Mary Gilmore was no baseballer, but according to her biographer, W.H.Wilde, she was “the most widely known and best loved woman is in the first two centuries of Australian history”. She got there principally, because she was always ready to step up to the plate.

A school teacher by trade, Mary arrived in Sydney at the age of twenty five. She was immediately mesmerized by the intellectual fervor of the 1890s nationalism and socialism.

She fell in with William Lane’s movement. When William started a model socialism commune in Paraguay, he called for volunteers. Mary stepped up. She lived and worked in the commune for three and a half years and when it collapsed she returned to Australia with her husband and son.

She desperately wanted to re-join the intellectual and literary circles of Sydney, but she was stony broke. With her husband and son she retreated to the country. Her in-laws owned a modest farm in far western Victoria. They had a spare cottage and Mary’s husband Bill would, at least, be able to find some work.

Mary hated the isolation of rural life. Work was scarce, even for Bill, and they really only scratched out a living.

Mary’s years there were desperate, verging on depression and pessimism. But desperate and lonely though she was, Mary found solace in writing poetry.

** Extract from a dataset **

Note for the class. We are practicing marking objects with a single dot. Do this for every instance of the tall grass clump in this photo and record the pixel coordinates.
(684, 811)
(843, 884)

Mary was a realist. She knew her poetry wasn’t very good but under the circumstances, it was the best she could do. So she kept at it.

In 1907 she wrote to Hector Lamond suggesting that his newspaper – “The Worker” – a male dominated, union orientated paper, should devote a page to women’s issues. Hector wrote back: Been there, done that. It just doesn’t work! However, he was prepared to look at a page if Mary would design one and send it to him.

Mary was at first base! Now there was no stopping her. She not only designed the first page for him, but she continued to produce the page for another 23 years.

The women’s page gave practical advice about cooking and running the household. But right from the start Mary was intent on tackling the “big issues”, particularly socialism and the politics of the day.  Mary’s “women’s page” never shirked the issues and whether it was conscription, alcoholism, gambling, social welfare or unionism, Mary presented a point of view.

For the first three years Mary produced the “Women’s Page” from Casterton, in rural Victoria. Undaunted by the fact that she was so far from the intellectual bustle of the capital cities, she stepped up to the plate each week and produced her page.

I can sit in the dugout all day, scheming, thinking, planning. But in baseball and life, nothing happens until someone steps up to the plate and swings.

It’s time for me to take a lead from Mary Gilmore. It’s time for me to find the courage to keep going. It’s time for me to step up again.